In the final months of the war, confrontations between the resistance movement and the occupying power intensified. In response to the resistance fighters’ acts of sabotage and the assassination of informants, the occupying power began to blow up prominent Danish buildings and to carry out retaliatory killings of Danes. Large parts of the resistance movement became increasingly militarised in preparation for the fight for Denmark’s liberation, while the movement’s leading circles reached out to work with former politicians of co-operation in order to ensure that post-war Denmark could be rebuilt in continuation of the moderate, parliamentary-democratic course it was following before the conflict.

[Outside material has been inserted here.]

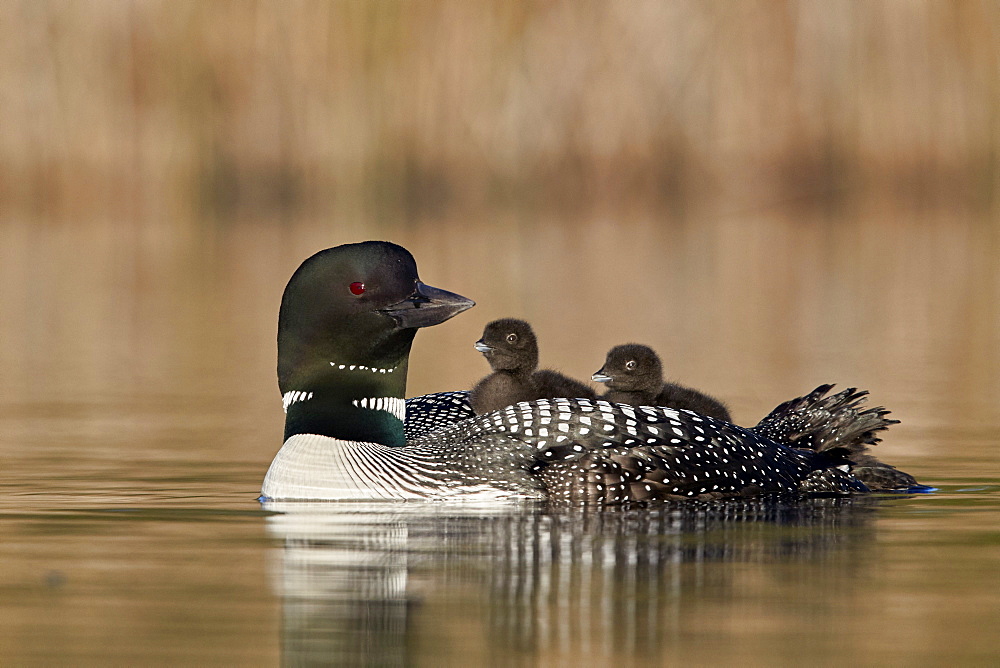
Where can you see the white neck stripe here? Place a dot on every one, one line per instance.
(393, 405)
(362, 367)
(289, 398)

The decisive battles in the final weeks of the war were fought elsewhere in Europe, so Denmark’s liberation was simply announced on the radio on the evening of 4 May 1945. The occupation was over for Denmark, with the exception of Bornholm, which came under Soviet rule and remained so for nearly a year following the Red Army’s victory over German occupation forces on the island.

In the summer of 1945 Denmark was marked by enthusiasm for Danishness and democracy. But it was also experiencing shortages and internal opposition. Urban workers in particular had suffered economically and socially. This provoked new major strikes in the initial months after the war and widespread dissatisfaction with the Social Democrats, who had helped to worsen conditions for the workers.

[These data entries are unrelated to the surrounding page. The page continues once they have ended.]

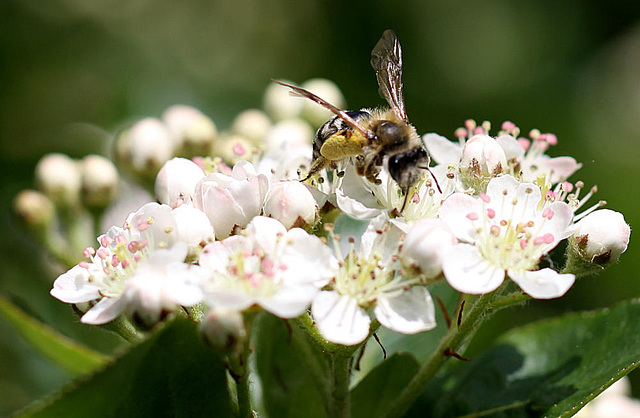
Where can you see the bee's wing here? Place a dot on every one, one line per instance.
(386, 60)
(297, 91)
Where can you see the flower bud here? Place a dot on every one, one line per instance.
(99, 181)
(279, 104)
(482, 159)
(58, 177)
(145, 147)
(252, 124)
(193, 132)
(176, 180)
(34, 208)
(424, 246)
(194, 228)
(234, 148)
(329, 91)
(291, 203)
(231, 201)
(600, 237)
(224, 330)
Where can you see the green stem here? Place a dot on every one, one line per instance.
(453, 342)
(340, 405)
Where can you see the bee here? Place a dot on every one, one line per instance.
(374, 137)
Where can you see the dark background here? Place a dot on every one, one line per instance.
(73, 71)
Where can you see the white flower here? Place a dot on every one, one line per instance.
(425, 245)
(193, 226)
(482, 159)
(601, 236)
(528, 161)
(58, 177)
(279, 270)
(138, 270)
(230, 201)
(508, 229)
(367, 281)
(291, 203)
(361, 199)
(614, 402)
(177, 179)
(145, 146)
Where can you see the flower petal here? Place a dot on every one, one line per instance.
(74, 287)
(543, 284)
(467, 272)
(104, 311)
(411, 312)
(340, 319)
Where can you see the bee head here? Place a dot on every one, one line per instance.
(407, 167)
(390, 133)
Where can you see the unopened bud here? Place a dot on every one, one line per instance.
(317, 115)
(58, 177)
(34, 208)
(252, 124)
(177, 179)
(99, 181)
(145, 147)
(482, 159)
(279, 104)
(291, 203)
(224, 330)
(599, 239)
(234, 148)
(192, 131)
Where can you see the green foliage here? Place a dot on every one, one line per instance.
(550, 368)
(171, 374)
(66, 353)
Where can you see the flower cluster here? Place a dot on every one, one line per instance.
(236, 230)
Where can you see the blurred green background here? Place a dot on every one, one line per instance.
(73, 71)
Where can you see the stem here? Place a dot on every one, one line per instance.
(454, 340)
(340, 404)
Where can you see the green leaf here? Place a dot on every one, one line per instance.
(382, 385)
(171, 374)
(421, 345)
(550, 368)
(66, 353)
(291, 369)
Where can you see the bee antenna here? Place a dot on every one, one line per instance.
(434, 178)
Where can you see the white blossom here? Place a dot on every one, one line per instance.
(231, 201)
(601, 236)
(507, 230)
(268, 266)
(177, 180)
(368, 281)
(291, 203)
(138, 270)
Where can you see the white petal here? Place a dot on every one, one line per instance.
(340, 319)
(74, 287)
(442, 150)
(467, 272)
(454, 213)
(511, 147)
(289, 301)
(104, 311)
(411, 312)
(543, 284)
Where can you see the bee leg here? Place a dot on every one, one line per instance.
(318, 164)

However, with their election programme Denmark of the Future in the summer of 1945, leading Social Democrats had already laid down plans for a modern welfare state that was to be built up in continuation of the state regulation of the world war era. During the Cold War and the subsequent long-term economic upswing, the Social Democrats regained much of the support they had lost and managed to make their welfare policy the focal point of Denmark after the two world wars.

♦ From the world war to the post-war era

As in other parts of the world, unrest and uncertain future prospects were central to Danish historical reality between 1914 and 1945. Nevertheless, the traditional classes, parties and cultural currents largely succeeded in averting the kinds of major political ruptures that characterised the development of so many other European countries at the time. Against the background of the policy of neutrality during the two world wars, the large, old, class-based political parties generally managed to maintain solid and broad support among the population for a political strategy that was based on conflicting class interests and oppositions between rural and urban while, at crucial points, also reconciling these interests through compromise-based reforms.

This dominant line of development was highly significant for the country during the world war era and in the decades following. It is true that many of the trends present in Denmark in the period were actually global phenomena: the increasing importance of commodity production, industrialisation, urbanisation, the exchange of people and goods over larger distances, economic crises, perceptions of rupture and non-contemporaneity. But Denmark’s relative peace and important social and political compromises helped to sustain parliamentary democracy as a political convergence point, even during times when the government was under pressure or dissolved, such as during the Easter Crisis and in the final years of the occupation. The same factors helped to ensure the survival of the market economy – though it became increasingly state regulated. Although the crises in Denmark were real and felt by the population, the relatively peaceful way in which the country developed enabled the economy to progress throughout most of the period. The increasing level of financial regulation and redistribution helped to give much larger sections of the population access to citizenship – even if real social and economic equality was still a long way off. It was thus possible to strengthen both the general sense of belonging to a nation and the perception of Denmark’s history as a continuous development towards equality, democracy and welfare.

All these factors formed the basis for Denmark’s further development in the post-war decades.